John Adams (TV Miniseries) - Historical Inaccuracies - Part I

Part I

  • John Hancock, after being confronted by a British customs official, orders the crowd to "Teach him a lesson, tar the bastard". Hancock and Samuel Adams then look on while the official is tarred and feathered, to the disapproval of John Adams. The scene is fictional and does not appear in McCullough's book. According to Samuel Adams biographer Ira Stoll, there's no evidence that Samuel Adams and John Hancock, who were opposed to mob violence, were ever present at a tarring and feathering, and so the scene succeeds in "tarring the reputations of Hancock and Samuel Adams". Jeremy Stern writes that, "Despite popular mythology, tarrings were never common in Revolutionary Boston, and were not promoted by the opposition leadership. The entire sequence is pure and pernicious fiction." According to Stern, the scene is used to highlight a schism between Samuel and John Adams, which is entirely fictional.
  • Captain Preston and the British soldiers involved in the Boston Massacre are tried in a single trial in the seeming dead of winter and declared not guilty of all charges. In actuality, Captain Preston's trial took place on October 24 and ran through October 29, when he was found not guilty. The eight soldiers were brought to trial weeks later in a separate trial that concluded on November 29. Six of the soldiers were found not guilty but two, Hugh Montgomery and Hugh Killroy were convicted of manslaughter. They both received brands on their right thumbs as punishment.

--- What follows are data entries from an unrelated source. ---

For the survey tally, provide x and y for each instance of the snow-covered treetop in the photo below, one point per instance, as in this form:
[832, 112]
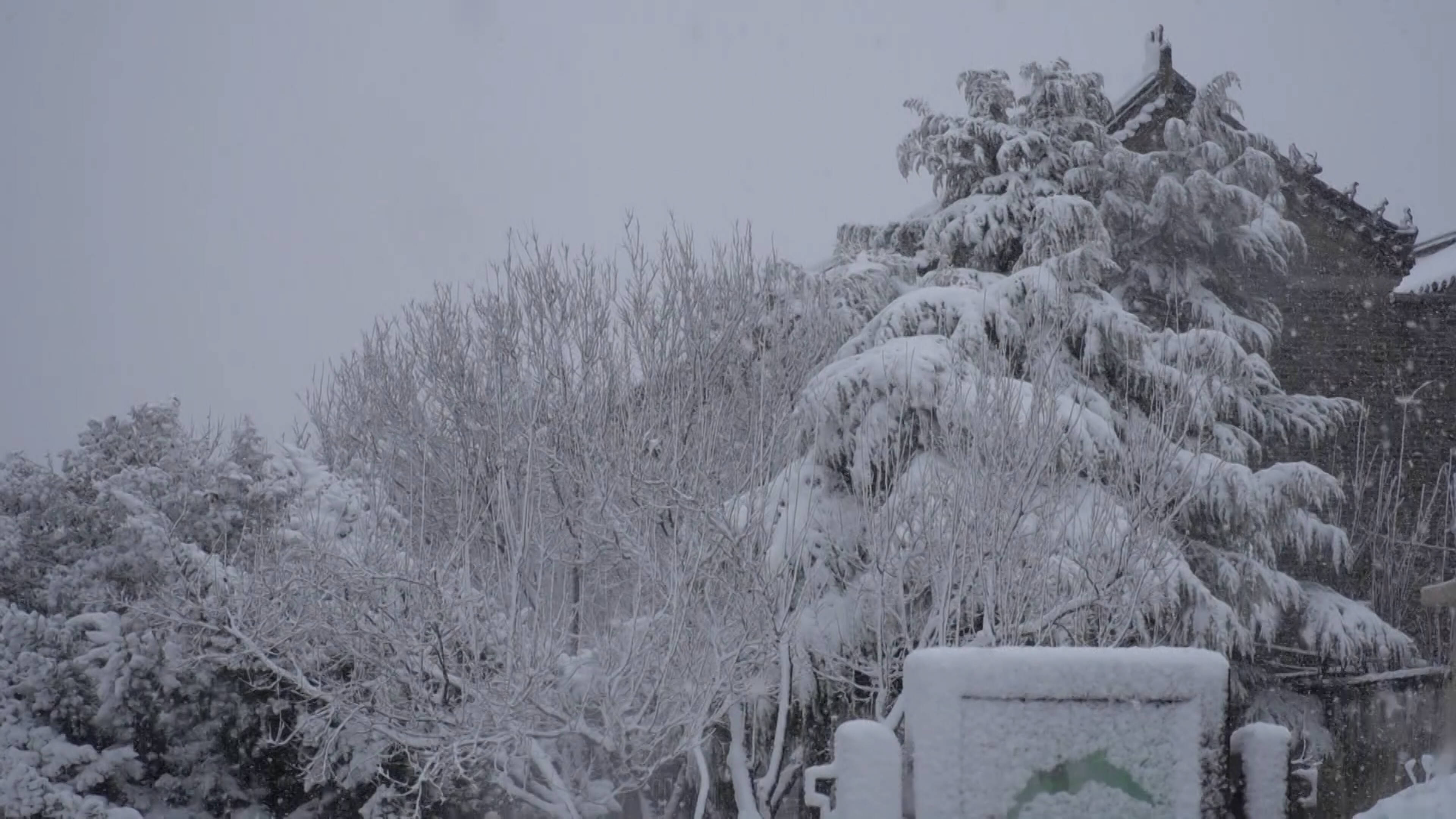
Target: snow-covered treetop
[1059, 425]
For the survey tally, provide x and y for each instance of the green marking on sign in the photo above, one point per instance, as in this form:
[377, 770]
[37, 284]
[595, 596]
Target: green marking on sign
[1072, 777]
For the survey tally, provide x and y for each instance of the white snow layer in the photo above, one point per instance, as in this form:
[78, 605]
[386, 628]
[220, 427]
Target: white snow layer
[1064, 732]
[1433, 799]
[1430, 273]
[1144, 117]
[1265, 751]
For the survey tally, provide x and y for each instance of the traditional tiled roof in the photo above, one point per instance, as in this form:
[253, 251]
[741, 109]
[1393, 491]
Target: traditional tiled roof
[1435, 267]
[1163, 93]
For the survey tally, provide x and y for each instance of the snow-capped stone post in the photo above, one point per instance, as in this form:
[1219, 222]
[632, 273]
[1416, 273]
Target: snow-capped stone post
[1068, 732]
[1443, 595]
[865, 772]
[1263, 751]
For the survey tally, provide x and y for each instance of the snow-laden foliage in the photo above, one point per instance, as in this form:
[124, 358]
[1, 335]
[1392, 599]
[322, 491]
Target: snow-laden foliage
[107, 709]
[1055, 436]
[506, 573]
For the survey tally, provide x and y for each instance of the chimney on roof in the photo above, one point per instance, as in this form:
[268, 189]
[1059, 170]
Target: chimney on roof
[1158, 57]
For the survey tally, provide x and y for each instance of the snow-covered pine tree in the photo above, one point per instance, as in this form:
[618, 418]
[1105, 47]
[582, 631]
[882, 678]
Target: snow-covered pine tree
[1052, 435]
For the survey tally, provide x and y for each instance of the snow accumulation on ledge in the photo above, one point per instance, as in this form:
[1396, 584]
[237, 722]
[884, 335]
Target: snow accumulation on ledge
[1432, 799]
[1430, 275]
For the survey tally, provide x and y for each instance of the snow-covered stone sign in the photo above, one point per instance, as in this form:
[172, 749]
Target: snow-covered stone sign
[1042, 734]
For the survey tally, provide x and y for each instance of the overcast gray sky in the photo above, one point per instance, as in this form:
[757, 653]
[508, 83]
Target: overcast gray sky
[209, 200]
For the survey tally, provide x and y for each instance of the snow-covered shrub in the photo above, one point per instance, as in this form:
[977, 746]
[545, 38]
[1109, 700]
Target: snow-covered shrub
[506, 572]
[105, 704]
[1055, 435]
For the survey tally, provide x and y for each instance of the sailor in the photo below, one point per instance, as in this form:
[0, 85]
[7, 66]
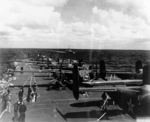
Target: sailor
[16, 114]
[6, 101]
[22, 110]
[29, 94]
[20, 94]
[8, 108]
[34, 92]
[21, 69]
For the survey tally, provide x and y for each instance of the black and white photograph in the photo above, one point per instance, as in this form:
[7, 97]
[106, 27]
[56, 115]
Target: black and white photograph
[74, 60]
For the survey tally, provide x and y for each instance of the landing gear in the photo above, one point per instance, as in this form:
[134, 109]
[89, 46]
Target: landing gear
[103, 107]
[105, 99]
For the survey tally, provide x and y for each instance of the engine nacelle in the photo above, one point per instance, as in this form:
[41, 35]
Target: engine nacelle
[145, 104]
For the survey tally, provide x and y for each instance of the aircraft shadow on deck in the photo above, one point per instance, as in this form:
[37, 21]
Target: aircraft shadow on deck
[90, 114]
[87, 104]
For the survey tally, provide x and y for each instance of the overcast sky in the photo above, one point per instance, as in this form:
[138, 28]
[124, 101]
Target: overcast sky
[90, 24]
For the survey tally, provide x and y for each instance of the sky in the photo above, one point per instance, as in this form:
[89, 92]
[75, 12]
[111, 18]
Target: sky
[78, 24]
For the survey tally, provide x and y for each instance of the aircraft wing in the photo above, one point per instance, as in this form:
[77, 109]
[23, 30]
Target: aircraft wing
[114, 82]
[120, 72]
[121, 89]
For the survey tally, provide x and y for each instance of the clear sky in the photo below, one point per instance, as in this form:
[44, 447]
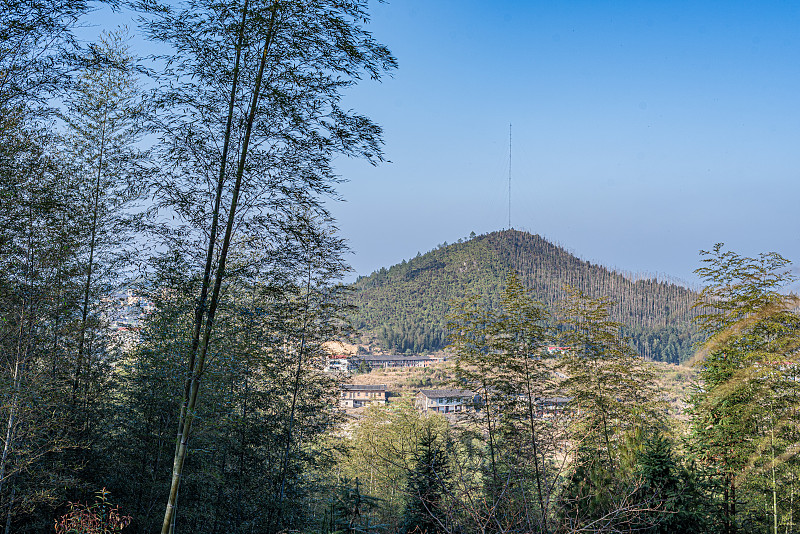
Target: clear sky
[642, 131]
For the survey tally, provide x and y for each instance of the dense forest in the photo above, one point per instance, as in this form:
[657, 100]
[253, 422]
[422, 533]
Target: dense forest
[170, 275]
[404, 308]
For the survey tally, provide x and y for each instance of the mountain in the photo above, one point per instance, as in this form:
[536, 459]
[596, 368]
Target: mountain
[403, 308]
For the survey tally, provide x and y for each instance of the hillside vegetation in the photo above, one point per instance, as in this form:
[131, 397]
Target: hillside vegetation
[403, 308]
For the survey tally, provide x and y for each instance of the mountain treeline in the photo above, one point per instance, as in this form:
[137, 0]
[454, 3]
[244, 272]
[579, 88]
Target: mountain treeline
[403, 308]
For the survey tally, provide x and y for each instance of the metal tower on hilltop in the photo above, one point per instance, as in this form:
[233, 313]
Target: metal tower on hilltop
[509, 177]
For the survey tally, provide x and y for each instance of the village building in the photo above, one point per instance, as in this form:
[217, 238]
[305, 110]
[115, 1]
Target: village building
[445, 400]
[358, 395]
[337, 363]
[386, 361]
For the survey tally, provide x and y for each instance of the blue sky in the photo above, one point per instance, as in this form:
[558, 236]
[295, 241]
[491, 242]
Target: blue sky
[642, 131]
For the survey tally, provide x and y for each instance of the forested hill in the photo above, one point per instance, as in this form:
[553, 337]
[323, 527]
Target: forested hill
[403, 308]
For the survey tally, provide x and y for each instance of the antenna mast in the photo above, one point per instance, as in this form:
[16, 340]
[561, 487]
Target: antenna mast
[509, 176]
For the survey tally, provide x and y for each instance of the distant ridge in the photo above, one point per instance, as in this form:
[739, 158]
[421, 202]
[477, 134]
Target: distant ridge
[403, 308]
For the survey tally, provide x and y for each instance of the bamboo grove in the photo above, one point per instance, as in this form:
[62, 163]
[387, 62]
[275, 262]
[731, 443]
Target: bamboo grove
[170, 272]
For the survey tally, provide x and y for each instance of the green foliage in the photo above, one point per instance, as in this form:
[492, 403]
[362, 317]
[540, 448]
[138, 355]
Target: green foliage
[744, 411]
[664, 480]
[348, 511]
[428, 488]
[611, 388]
[405, 307]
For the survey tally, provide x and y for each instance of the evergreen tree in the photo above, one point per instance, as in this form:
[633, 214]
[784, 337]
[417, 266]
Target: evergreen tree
[747, 389]
[428, 489]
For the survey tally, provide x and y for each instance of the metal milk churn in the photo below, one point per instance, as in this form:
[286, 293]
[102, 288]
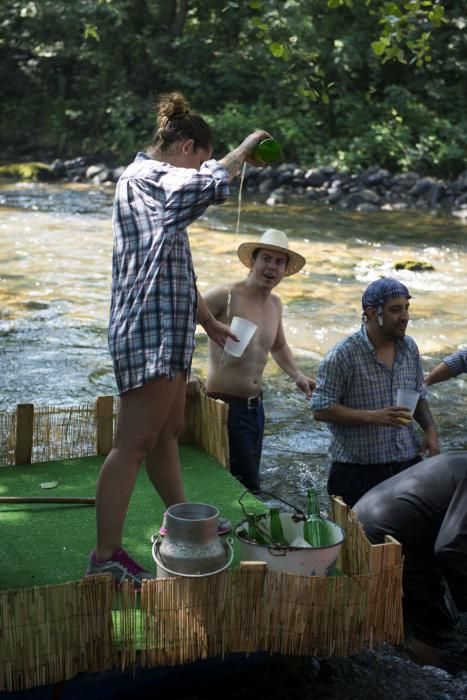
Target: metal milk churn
[192, 546]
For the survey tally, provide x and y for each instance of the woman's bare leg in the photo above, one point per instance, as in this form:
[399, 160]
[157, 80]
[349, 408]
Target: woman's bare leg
[163, 462]
[142, 415]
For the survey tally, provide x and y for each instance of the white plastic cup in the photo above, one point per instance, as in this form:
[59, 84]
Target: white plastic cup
[407, 398]
[244, 330]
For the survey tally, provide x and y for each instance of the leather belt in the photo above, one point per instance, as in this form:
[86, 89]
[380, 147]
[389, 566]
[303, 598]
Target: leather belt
[245, 401]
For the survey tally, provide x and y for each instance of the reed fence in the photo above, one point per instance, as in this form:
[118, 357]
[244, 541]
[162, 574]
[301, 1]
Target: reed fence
[45, 433]
[49, 634]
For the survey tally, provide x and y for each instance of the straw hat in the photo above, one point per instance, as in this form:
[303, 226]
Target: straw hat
[272, 240]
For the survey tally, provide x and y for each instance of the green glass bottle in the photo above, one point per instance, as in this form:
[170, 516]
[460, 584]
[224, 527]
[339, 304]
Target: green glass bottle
[267, 151]
[275, 525]
[255, 532]
[315, 528]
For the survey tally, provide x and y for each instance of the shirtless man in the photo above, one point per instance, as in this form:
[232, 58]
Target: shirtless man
[237, 380]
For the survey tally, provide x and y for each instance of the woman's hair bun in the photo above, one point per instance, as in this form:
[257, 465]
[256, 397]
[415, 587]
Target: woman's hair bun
[171, 105]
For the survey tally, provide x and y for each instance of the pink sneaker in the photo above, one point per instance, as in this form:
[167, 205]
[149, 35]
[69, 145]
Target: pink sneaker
[121, 566]
[223, 526]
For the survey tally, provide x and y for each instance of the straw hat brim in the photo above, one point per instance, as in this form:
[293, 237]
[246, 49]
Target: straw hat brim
[246, 250]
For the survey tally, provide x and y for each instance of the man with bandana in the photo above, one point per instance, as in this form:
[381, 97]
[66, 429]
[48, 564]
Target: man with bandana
[373, 438]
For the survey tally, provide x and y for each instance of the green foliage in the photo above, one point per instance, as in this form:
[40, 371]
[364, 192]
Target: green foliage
[350, 82]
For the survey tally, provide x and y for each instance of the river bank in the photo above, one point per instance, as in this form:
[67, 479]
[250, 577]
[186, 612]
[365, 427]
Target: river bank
[372, 190]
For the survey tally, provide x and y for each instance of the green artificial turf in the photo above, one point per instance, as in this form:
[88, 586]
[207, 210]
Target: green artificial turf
[50, 543]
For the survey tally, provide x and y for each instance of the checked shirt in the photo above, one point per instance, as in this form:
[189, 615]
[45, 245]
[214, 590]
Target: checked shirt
[154, 298]
[352, 375]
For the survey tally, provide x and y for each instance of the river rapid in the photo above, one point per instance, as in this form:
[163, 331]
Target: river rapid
[55, 268]
[55, 271]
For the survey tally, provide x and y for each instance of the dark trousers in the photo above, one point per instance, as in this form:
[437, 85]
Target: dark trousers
[350, 481]
[246, 430]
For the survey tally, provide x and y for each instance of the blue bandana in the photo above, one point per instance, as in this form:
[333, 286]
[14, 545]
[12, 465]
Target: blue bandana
[381, 290]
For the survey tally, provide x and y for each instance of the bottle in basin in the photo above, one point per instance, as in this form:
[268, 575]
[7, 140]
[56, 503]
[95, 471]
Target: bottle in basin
[315, 528]
[275, 525]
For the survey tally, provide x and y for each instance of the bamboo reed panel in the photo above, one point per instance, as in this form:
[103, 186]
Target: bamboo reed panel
[24, 433]
[50, 633]
[45, 433]
[104, 427]
[7, 437]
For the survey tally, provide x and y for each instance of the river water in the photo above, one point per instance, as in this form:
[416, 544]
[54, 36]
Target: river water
[55, 267]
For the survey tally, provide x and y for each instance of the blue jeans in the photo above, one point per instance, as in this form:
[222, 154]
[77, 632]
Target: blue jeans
[246, 430]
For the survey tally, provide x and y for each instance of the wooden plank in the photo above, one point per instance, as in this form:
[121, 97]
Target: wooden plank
[24, 433]
[104, 414]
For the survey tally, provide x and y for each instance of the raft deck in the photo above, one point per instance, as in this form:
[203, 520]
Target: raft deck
[55, 625]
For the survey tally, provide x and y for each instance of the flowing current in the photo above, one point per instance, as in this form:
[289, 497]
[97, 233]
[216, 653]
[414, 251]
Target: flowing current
[55, 268]
[55, 271]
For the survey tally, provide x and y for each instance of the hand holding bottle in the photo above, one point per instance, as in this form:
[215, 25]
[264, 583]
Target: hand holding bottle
[251, 146]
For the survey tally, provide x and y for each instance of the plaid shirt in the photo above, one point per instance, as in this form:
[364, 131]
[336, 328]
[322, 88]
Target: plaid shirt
[457, 362]
[154, 298]
[352, 375]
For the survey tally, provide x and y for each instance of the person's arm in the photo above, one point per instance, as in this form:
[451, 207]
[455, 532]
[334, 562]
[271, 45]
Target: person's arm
[343, 415]
[234, 160]
[422, 415]
[217, 331]
[440, 373]
[284, 358]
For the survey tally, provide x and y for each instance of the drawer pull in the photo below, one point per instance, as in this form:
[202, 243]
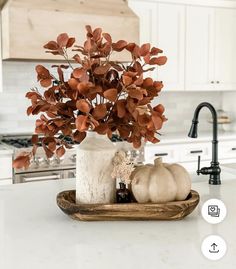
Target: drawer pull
[161, 154]
[196, 151]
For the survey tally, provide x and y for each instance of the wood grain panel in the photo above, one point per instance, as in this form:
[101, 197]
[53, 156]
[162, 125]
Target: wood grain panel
[28, 25]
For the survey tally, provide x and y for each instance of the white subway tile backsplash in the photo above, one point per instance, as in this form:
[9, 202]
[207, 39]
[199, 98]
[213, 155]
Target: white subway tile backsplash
[19, 77]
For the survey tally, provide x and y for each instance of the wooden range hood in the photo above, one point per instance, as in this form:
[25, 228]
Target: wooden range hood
[29, 24]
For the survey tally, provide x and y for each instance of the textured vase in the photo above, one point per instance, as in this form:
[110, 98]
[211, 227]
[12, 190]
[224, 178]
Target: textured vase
[94, 184]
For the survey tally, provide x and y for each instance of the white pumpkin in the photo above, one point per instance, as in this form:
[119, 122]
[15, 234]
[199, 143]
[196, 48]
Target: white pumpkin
[160, 183]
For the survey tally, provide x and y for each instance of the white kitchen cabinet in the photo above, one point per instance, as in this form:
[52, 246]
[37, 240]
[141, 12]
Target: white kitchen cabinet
[163, 25]
[1, 85]
[27, 25]
[210, 49]
[169, 153]
[171, 38]
[225, 48]
[199, 49]
[147, 13]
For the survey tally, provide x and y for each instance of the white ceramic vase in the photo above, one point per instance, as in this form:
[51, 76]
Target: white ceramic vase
[94, 184]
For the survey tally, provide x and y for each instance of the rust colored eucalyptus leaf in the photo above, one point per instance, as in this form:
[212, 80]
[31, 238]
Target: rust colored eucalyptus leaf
[97, 34]
[136, 93]
[144, 49]
[130, 47]
[127, 80]
[48, 152]
[111, 94]
[77, 58]
[157, 120]
[22, 161]
[158, 85]
[35, 139]
[100, 94]
[89, 29]
[155, 51]
[73, 83]
[159, 108]
[102, 128]
[81, 123]
[144, 119]
[148, 82]
[29, 110]
[70, 42]
[119, 45]
[51, 45]
[121, 108]
[99, 111]
[78, 72]
[62, 39]
[60, 151]
[158, 60]
[83, 106]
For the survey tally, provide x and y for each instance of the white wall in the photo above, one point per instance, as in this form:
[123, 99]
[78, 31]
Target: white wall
[19, 77]
[229, 105]
[180, 107]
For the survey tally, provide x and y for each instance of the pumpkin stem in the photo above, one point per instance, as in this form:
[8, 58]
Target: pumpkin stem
[158, 161]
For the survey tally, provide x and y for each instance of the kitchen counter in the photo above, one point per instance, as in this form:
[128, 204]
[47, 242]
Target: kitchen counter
[35, 233]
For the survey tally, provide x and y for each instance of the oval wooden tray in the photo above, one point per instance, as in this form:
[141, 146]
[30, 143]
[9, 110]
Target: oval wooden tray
[133, 211]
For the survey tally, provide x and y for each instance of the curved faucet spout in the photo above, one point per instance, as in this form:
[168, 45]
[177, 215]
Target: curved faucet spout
[214, 170]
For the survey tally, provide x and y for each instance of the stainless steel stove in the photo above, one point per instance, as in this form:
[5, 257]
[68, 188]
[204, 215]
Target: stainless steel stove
[43, 168]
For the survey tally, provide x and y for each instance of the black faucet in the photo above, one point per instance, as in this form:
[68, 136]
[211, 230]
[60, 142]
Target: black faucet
[214, 170]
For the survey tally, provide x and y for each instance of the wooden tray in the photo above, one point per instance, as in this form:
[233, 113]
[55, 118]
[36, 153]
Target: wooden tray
[133, 211]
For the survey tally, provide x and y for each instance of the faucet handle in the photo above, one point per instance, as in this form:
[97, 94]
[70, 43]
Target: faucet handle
[198, 165]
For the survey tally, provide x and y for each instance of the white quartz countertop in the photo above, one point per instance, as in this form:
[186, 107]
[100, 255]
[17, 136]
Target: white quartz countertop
[35, 233]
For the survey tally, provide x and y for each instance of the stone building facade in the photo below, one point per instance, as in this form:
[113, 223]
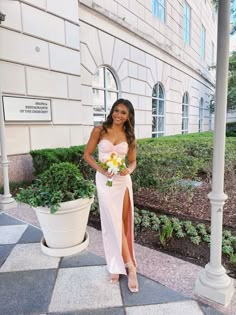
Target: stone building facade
[80, 56]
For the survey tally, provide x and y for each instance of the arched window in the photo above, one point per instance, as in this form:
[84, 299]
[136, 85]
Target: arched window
[201, 115]
[158, 111]
[185, 113]
[105, 93]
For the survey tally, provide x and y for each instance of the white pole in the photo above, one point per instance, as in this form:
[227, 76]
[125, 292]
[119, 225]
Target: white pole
[213, 282]
[6, 200]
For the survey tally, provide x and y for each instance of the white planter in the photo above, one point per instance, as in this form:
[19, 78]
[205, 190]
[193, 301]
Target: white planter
[66, 228]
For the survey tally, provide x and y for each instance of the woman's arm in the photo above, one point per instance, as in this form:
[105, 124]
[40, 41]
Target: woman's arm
[132, 161]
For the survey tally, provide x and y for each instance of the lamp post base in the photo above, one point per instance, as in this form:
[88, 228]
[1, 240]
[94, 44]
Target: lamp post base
[215, 284]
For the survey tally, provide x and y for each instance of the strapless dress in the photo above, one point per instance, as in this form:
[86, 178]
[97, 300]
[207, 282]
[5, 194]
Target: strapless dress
[111, 208]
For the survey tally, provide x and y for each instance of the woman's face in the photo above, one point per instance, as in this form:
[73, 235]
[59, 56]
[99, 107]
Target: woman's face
[120, 114]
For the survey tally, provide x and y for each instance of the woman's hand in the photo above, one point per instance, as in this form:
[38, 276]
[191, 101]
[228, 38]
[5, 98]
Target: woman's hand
[126, 171]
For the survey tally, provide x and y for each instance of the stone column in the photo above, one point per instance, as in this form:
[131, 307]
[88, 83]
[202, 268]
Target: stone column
[213, 283]
[6, 200]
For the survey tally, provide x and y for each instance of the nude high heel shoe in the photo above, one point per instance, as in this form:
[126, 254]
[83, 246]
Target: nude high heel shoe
[114, 278]
[132, 277]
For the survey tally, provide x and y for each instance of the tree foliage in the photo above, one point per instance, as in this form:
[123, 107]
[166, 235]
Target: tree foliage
[233, 13]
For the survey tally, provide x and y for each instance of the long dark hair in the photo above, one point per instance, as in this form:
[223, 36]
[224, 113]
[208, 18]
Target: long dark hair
[128, 125]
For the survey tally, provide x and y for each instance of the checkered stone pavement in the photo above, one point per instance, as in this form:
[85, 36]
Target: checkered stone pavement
[33, 283]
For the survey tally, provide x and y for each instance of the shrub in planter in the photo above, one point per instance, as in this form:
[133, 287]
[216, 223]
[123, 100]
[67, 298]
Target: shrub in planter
[61, 182]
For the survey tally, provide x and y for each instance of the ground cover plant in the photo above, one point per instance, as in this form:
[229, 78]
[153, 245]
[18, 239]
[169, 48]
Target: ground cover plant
[171, 184]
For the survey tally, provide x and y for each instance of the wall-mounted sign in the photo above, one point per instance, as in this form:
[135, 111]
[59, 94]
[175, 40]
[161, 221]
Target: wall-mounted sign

  • In the tar and feather scene, a black, modern tar was used. In reality, the liquid known as tar in the 18th century was actually pine tar (a much clearer liquid). The tar we know today is actually called petroleum tar or bitumen. Pine tar also has a low melting point, and in the scene John Adams was portraying this act as a "brutal" act of violence. In reality, a tar and feathering was an act of humiliation, not brutality.